Luis ist ein spezieller Geist. Er ist eigentlich immer noch 6,7,8 Jahre alt. „Wie alt war er als der Unfall passiert ist?“ 7 oder 8 Jahre denke ich, ja das sollte hin kommen. Er ist immer noch ein Kind. Geister werden nicht älter, sie haben kein Zeitgefühl. Und dass ist auch gut so. Aber bei ihm ist das alles etwas anders. Er ist mit dir weiter gewachsen. Er hat sich als eine Art Uhr an dir orientiert. Er wusste dass er zwei Jahre jünger ist als du. Auf diese Weise konnte er älter werden. Er lernte mit dir, er aß mit dir, er spielte mit dir, er war immer mit dir.“ Dina atmete tief durch. „Es tut weh, ja. Aber irgendwie gefällt es mir auch. Es ist komisch das zu sagen und wahrscheinlich auch schwer das zu verstehen. Auch wenn er manchmal ein Arschloch ist, er muss auch mal ein Arschloch sein.“ Sie lächelte und er ebenfalls. Er rutschte auf dem Bett immer näher an ihren Körper. Er legte seinen Kopf auf ihr Kissen und kuschelte sich unter der Decke an sie. Er guckte sie mit glänzenden Augen an und wartete bis sie weiter sprach. „Ich liebe ihn einfach. Egal was er macht.“ Sie lachte. „Er kommt immer wenn ich meinen Eisprung habe. Immer dann wenn ich schwanger werden kann. Und ich bin mir mehr als sicher, dass er im endfernsten nicht daran denkt zu verhüten. Und noch schlimmer ist, dass ich das auch nicht tue.“ Sie streichelte sich über den Bauch. „Es ist ein unbeschreibliches Gefühl wenn du es spüren kannst, dass eine Seele entsteht. Ich wünschte, du könntest das auch fühlen. Es tut zwar weh, aber der Schmerz ist unglaublich. Meine Adern tun weh. Siehst du? Das war die von unserer Tochter. Ich hab das Prinzip dahinter verstanden. Sie wächst über meine ganze Hand und wenn sie am Ende angekommen ist, dann stirbt sie, wenn sie keinen Körper bekommt.“
Er legte zögernd seine Hand auf ihren Bauch und fühlte ganz vorsichtig. „Ich spüre nur hier oben etwas.“ Sagte er. „Ja, noch kann man von außen nichts spüren. Innerlich ja, äußerlich nein. Sagte sie. „Weißt du was auch unglaublich ist? Zu wissen das er da ist und mir gerade in diesem Moment zuhört und man trotzdem in der dritten Person redet.“ Emma wurde rot, doch sie blickte ihm tief in seine Augen. Er nahm ihre Hand und legte sie um seinen Hals. Er drückte sein Bein in ihren Schritt und richtete sich über ihr auf. Er guckte ihr tief in die Augen und ließ seinen Körper über ihr fallen. Emma führte schnell eine Hand auf ihren Bauch um dem Gewicht entgegenzuwirken. Er sah sie an und sagte: Da passiert nichts“. Sie vertraute ihm und zog ihre Hand langsam zurück. Er legte sich auf sie und begann sie zu küssen. Überall küsste er sie.
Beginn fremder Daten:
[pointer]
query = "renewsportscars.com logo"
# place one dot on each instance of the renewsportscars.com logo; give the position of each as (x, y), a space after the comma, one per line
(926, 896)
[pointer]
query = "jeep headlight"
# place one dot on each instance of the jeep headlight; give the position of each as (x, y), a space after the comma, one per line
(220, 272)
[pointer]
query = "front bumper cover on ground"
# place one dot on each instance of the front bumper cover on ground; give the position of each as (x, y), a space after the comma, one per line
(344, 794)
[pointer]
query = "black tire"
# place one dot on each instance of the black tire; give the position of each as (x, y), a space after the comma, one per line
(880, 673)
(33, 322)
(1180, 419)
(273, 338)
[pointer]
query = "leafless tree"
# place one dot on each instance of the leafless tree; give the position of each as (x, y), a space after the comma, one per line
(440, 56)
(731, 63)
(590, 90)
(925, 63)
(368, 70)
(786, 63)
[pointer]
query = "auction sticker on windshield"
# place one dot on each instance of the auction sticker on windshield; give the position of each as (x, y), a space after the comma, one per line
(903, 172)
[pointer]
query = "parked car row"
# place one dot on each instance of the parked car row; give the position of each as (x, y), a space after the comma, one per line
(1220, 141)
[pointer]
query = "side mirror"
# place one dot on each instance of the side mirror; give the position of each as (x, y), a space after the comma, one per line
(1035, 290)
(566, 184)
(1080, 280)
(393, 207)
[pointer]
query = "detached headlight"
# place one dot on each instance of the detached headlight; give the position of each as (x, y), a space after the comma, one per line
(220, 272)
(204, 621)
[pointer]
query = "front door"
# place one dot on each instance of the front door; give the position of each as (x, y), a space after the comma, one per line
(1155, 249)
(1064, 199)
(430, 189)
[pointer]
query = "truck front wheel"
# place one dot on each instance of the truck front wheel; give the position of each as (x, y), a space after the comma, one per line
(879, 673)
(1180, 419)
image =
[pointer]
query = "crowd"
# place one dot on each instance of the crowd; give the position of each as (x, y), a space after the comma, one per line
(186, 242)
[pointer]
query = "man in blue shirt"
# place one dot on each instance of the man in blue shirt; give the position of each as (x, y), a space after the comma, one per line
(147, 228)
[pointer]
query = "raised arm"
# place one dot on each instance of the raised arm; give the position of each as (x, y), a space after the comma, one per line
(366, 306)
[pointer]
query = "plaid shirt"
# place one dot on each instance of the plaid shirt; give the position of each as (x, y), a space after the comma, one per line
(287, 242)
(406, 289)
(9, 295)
„Ich könne verstehen, wenn er mich nicht als sein einziges ansehen würde. Selbst wenn dies absurd klingen mag. Ich bin nicht in der Lage seine Gelüste zu befriedigen, dass ist mir wohl bewusst. Und selbstverständlich beschämt es mich selbst, da mir wohl bewusst ist, zu was ich eigentlich fähig wäre. Doch ist bei ihm alles anders, als bei all den anderen Verehrern und Liebhabern. Es ist mir Ernst. Das ist das Problem. Es ist der Moment der innigen Sprachlosigkeit die mich immer wieder aufs Neue übermannt. Es ist wie eine Besessenheit. Ja, um bei der Wahrheit zu bleiben, ich bin besessen von seiner selbst. Denn eigentlich existiert er gar nicht. Dennoch fühlt sich seine Nähe so echt an. So nah ist er mir eigentlich gerade, in diesem Moment, doch immer noch an einem Ort, an den ich momentan nicht gehen kann. Ein Ort den ich zu Lebzeiten nicht erreichen werde.“ Er war es. Daran bestand kein Zweifel. Doch wie lange würde er dieses Mal bleiben?